People seem to have a lot of opinions about breastfeeding. Breastfeed in public and you might be on the receiving end of some unsolicited comments. Decide to wean baby “too early” and you also risk judgment. Or, as one mom recently learned, breastfeed for what some people deem “too long” and you could find yourself at the center of a breastfeeding debate.
An unnamed woman who’s still nursing her older toddler shared her extended breastfeeding experience with the website Love What Matters, which posted her story to Instagram.
“I tandem nursed until my oldest was 4.5 years old. My youngest is 3.5 years old and is still happily nursing. She will wean when she is good and ready,” the mom is quoted as saying. “Sometimes when people hear that my children nurse for much longer than what is seen as normal, they get weird and disgusted. This is exactly why we are so passionate about these photos and normalizing breastfeeding.”

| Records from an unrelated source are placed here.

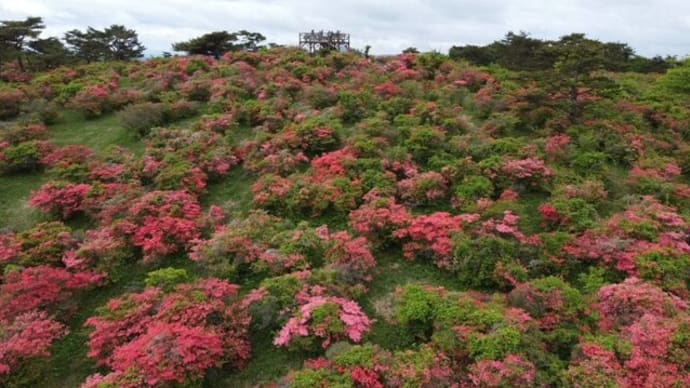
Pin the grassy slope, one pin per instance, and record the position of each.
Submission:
(69, 365)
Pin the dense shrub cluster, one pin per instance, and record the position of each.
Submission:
(402, 221)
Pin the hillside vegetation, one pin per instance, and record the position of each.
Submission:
(273, 218)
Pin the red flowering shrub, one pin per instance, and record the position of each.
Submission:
(20, 133)
(315, 136)
(507, 226)
(181, 159)
(349, 257)
(378, 217)
(595, 367)
(172, 337)
(169, 352)
(387, 90)
(332, 164)
(25, 156)
(254, 242)
(549, 300)
(423, 188)
(513, 371)
(531, 171)
(555, 145)
(42, 287)
(10, 101)
(647, 240)
(102, 250)
(43, 244)
(429, 235)
(624, 303)
(26, 336)
(92, 101)
(61, 199)
(161, 223)
(328, 318)
(372, 367)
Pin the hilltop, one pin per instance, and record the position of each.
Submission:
(274, 217)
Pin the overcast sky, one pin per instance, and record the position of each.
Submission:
(651, 27)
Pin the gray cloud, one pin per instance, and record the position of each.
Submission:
(651, 27)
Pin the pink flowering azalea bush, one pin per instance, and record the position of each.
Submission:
(172, 337)
(325, 320)
(61, 199)
(161, 223)
(430, 236)
(27, 336)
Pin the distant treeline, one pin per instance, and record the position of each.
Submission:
(21, 43)
(521, 52)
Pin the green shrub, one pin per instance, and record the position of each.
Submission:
(166, 278)
(142, 117)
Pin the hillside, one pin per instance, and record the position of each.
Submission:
(278, 219)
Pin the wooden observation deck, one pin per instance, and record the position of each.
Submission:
(316, 41)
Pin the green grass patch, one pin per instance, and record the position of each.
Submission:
(98, 134)
(15, 214)
(232, 192)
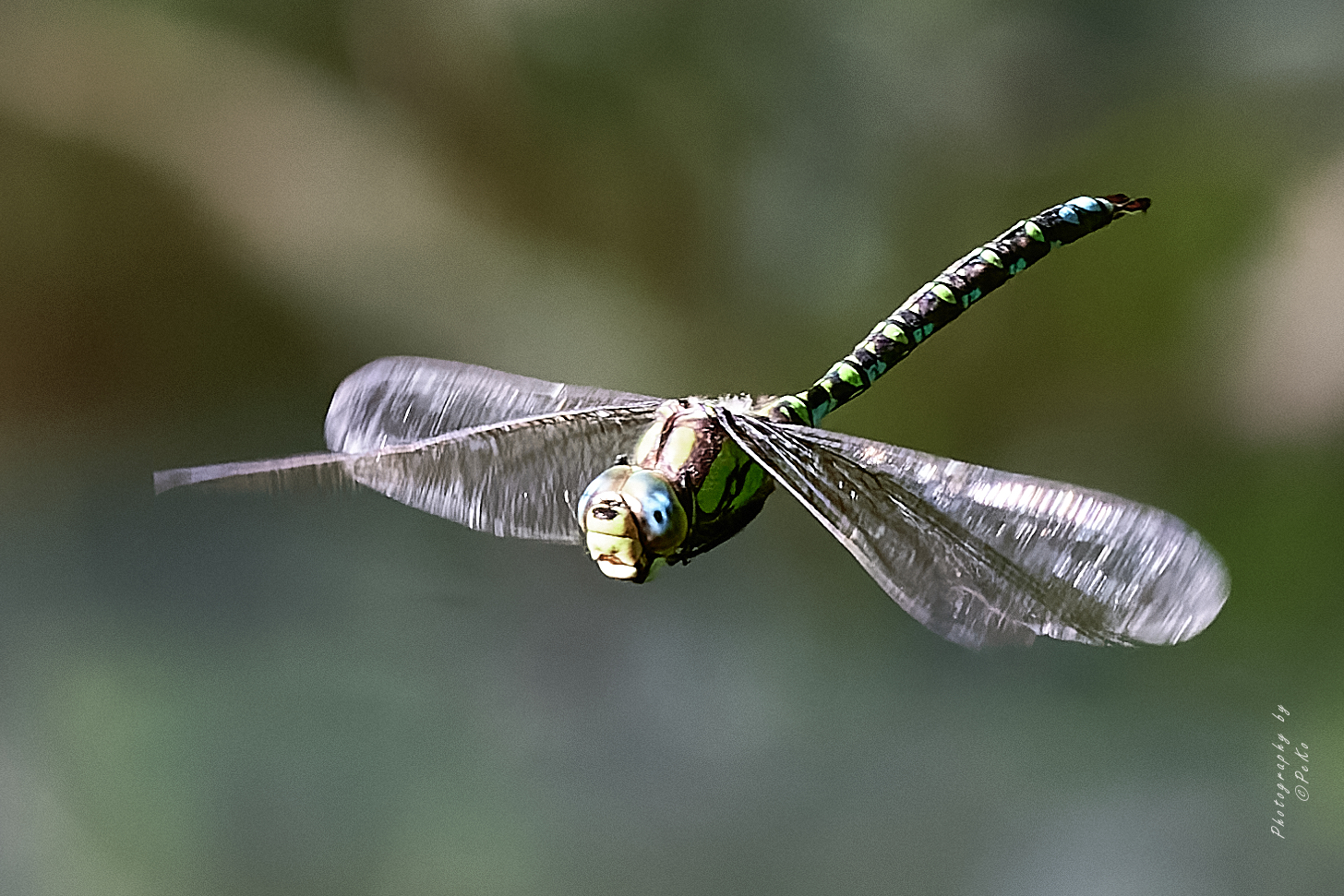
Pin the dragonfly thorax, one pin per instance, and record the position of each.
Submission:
(687, 462)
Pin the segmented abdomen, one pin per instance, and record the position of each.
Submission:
(940, 301)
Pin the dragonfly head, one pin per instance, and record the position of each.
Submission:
(630, 519)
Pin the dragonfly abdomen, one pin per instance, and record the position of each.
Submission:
(940, 301)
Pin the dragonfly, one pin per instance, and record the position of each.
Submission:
(978, 556)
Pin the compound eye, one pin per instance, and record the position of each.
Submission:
(660, 515)
(607, 481)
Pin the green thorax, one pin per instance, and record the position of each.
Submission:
(718, 485)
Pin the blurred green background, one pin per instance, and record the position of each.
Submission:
(212, 209)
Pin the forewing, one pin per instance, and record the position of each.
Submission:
(403, 400)
(987, 557)
(521, 478)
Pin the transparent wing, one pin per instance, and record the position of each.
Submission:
(988, 557)
(519, 478)
(402, 400)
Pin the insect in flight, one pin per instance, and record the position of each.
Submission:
(978, 556)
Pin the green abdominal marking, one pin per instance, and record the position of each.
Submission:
(940, 301)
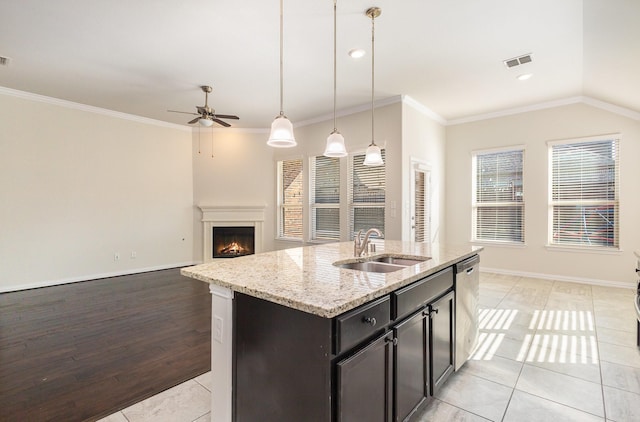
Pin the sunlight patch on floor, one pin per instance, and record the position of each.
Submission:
(551, 339)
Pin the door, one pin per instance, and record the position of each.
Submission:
(442, 334)
(420, 203)
(364, 383)
(411, 357)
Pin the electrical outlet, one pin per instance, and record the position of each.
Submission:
(217, 329)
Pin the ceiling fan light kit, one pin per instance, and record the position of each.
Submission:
(281, 135)
(206, 115)
(373, 156)
(205, 122)
(335, 142)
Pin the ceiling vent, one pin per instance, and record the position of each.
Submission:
(517, 61)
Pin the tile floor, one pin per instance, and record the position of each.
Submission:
(548, 351)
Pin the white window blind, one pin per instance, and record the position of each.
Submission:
(422, 206)
(498, 196)
(290, 188)
(325, 198)
(585, 193)
(366, 192)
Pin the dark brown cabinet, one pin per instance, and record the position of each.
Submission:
(423, 357)
(364, 383)
(382, 361)
(412, 372)
(442, 314)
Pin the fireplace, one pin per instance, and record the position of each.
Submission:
(230, 242)
(243, 216)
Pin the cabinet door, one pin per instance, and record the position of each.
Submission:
(442, 332)
(411, 357)
(364, 383)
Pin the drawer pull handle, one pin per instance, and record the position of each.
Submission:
(369, 320)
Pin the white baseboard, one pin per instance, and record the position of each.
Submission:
(48, 283)
(592, 281)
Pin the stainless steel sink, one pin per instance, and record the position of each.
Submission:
(381, 264)
(372, 266)
(399, 261)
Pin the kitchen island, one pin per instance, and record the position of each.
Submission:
(296, 337)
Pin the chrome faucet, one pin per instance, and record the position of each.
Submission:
(360, 246)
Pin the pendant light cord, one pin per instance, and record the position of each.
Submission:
(281, 59)
(373, 142)
(335, 125)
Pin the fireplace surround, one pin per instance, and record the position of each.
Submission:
(232, 242)
(231, 216)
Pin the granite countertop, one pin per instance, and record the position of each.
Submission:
(305, 278)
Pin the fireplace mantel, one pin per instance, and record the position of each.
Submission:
(231, 216)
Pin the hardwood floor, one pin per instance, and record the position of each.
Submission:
(81, 351)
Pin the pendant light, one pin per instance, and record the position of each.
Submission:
(335, 142)
(373, 156)
(281, 135)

Some of the comments the image elicited proved the mom right.
“That is downright disgusting!!!” one commenter wrote.
“Mom using her children for her own self pleasure,” another accused. “Those breasts do not carry enough nutrients for a child that age. But hey, whatever, her life, I just feel bad for those girls.”
The American Academy of Pediatrics recommends breastfeeding for at least the first year of baby’s life, nursing exclusively for the first six months of life and then feeding baby solid foods in addition to breast milk. There are no guidelines for when to stop—instead, the AAP encourages mothers to breastfeed for as long as she and her baby wish to.
In the US, breastfeeding beyond the first year is considered “extended breastfeeding.” It may be unusual to see a mom nursing an older toddler—but from a global perspective, it’s completely normal to keep breastfeeding for double, triple, even quadruple the amount of time American mothers typically spend nursing. In many societies around the world, babies don’t wean until they’re between the ages of 2 and 4.
In the full story about her breastfeeding journey, the mom elaborated on her decision to keep breastfeeding her daughters and advocated for acceptance for other families who choose to do the same.
“From a newborn to a big kid, every mother and child duo should feel love and support for choosing this way of nurturement,” she said. “One of the special things about breastfeeding is that everyone’s experience is unique. We all start out and end up a little bit differently from each other, but we all do it out of the love we have for our children.”
And she’s right. In addition to protecting your child against various potential infections and allergies, experts also believe extended breastfeeding can be good for both the mother and child’s emotional well-being. They also say weaning is easiest when your child initiates the process—and according to the Mayo Clinic, that can be sooner, or later, than you expect.
“How long you breastfeed is up to you and your baby,” it states. “If loved ones—and even strangers—share their opinions about when to wean, remind them that the decision is yours. Try not to worry about what other people think. Instead, trust your instincts.”